If so, you’d be among those who continue to miss some vital, largely unheralded, and intertwined elements: trust and localization. That’s the theme of a blog by James White and Rachel Lobe-Costonis that PLoS (Public Library of Science) Global Health Policy published.
The blog went on to say that a fearless and well-trained workforce, new technologies, and adequate financing to enable action are crucial but insufficient. How do we know this? Let’s look at the 2019 Global Health Security Index, which assessed 195 countries using 34 indicators in categories ranging from prevention and detection to finance. The health systems of the United States and United Kingdom ranked #1 and #2 on the GHSI scale in 2019. But despite their resources, they performed atrociously in their COVID-19 response. In March 2023, the U.K. ranked #176 in COVID-19 deaths per 100,000 out of 195, while the U.S. ranked #181.
What’s missing? The best predictor of pandemic response success was and remains societal interpersonal trust: confidence your neighbor will do the right thing for the common good. That was the conclusion of studies published last year in both The Lancet and Scientific Reports.

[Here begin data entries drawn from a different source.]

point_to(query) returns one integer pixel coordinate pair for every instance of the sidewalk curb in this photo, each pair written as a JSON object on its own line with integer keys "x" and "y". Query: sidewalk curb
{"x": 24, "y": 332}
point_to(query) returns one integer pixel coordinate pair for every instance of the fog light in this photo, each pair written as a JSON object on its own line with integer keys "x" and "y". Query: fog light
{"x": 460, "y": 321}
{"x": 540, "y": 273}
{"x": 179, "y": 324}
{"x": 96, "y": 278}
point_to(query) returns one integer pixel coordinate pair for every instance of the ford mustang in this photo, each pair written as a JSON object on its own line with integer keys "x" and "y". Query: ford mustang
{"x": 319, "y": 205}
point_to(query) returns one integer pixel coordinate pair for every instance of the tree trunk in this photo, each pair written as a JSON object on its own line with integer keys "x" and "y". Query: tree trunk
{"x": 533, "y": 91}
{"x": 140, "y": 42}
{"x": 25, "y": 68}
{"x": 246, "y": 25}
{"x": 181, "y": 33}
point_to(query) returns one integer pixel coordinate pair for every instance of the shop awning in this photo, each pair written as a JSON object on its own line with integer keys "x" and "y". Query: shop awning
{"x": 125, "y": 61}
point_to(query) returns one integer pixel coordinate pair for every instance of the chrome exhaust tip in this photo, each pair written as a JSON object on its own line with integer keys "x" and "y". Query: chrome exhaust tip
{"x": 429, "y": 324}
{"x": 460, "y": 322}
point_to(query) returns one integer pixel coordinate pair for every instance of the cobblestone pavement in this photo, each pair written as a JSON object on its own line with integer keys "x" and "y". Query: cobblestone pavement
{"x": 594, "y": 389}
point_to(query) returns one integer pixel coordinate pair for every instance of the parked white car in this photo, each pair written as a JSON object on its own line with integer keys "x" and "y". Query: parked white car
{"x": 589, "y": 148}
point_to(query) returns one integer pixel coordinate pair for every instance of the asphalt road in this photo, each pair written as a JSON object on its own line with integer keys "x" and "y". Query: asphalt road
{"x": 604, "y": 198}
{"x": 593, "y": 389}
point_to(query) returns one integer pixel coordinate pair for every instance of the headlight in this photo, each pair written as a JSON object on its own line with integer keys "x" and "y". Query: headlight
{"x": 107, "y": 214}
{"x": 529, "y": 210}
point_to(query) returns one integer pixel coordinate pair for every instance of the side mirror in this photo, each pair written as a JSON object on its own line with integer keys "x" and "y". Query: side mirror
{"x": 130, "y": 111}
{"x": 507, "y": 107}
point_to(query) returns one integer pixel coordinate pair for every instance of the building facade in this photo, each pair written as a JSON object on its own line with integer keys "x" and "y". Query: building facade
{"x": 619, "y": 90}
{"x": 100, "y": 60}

Trust and localization go hand in hand. Doctors, nurses, and community health workers form the grassroots effort to keep people well. People you see every day–grocery store workers, public transit drivers, sanitation crews–ensure critical services are available when and where they’re needed to save people’s lives in a pandemic. These are the people neighbors should and can trust.
Investing in community communications channels that provide trusted information from these sources increases the likelihood people will take steps to protect themselves and others. It means relying not on just health workers but also on everyone from religious leaders to teachers, people who understand local culture and can develop messages that resonate with their communities’ values and unique needs.
The blog went on to note how the Abt-led, USAID-funded Local Health System Sustainability project promoted the role of such local actors to help address COVID-19 and HIV. The blog concluded that the people and community structures we interact with every day, perhaps more than any international effort or global organization, will determine our future. And possibly our very survival.